I. Invece che giardini fioriti ed ombrosi vorrei vedere lance e pennoni per i campi e i prati, e più che canti di uccelli vorrei udire trombe e corni e grande risuonare di colpi e di grida, poichè allora sarebbe superba la mischia.
II. A me piace il rumore e il clamore dei guerrieri, quando io sono ben stretto sul cavallo ed ho bei guarnimenti; infatti così son contento ed agile nello scontro delle schiere, come gli amici nelle camere nei conversari, e, nelle grandi occasioni, tanto gradito quanto quelli.
III. Perciò vorrei che il valoroso re Alfonso fosse partito dai suoi regni, così farebbe come suoi capi uomini prodi e coraggiosi, poichè nelle imprese pericolose o gravi a nulla giova chi lusinga o supplica, chè nel grande bisogno gli manca il cuore e il volere.
IV. Ma troppo mi sembra addormentato -ciò mi dispiace-, sicchè vedo i suoi scoraggiati e meno intraprendenti, e se ora, mentre è nuova l'impresa, non incoraggia i suoi, gliene può venire una tal perdita (di prestigio) e un tal danno che egli farà molto, se lo restaurerà in dieci anni.
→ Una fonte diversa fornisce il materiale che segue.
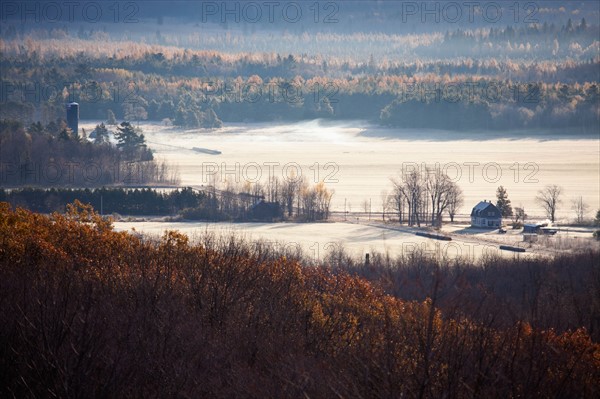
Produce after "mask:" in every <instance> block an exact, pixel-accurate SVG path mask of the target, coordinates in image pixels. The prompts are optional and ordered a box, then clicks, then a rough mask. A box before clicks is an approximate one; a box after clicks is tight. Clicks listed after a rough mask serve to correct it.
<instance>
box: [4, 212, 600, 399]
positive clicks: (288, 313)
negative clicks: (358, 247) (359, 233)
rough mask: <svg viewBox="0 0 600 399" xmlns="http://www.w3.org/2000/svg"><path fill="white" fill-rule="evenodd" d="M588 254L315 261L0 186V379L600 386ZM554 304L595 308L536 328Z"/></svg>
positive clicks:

V. Re don Alfonso, or non prestate fede ai volgari pusillanimi ed ai fiacchi fannulloni, poichè amano più il buon vino e la buona mensa nelle loro case, che conquistare con affanno castelli, città o regni e compiere gloriose gesta; tanto è loro caro il quieto vivere e spregiato il valore!
VI. Vai a dire, o nuovo sirventese, a colei che amo più che me stesso, che il bene, che mi concede, è d'incoraggiamento per tutti gli uomini valenti e di rimprovero ai vili.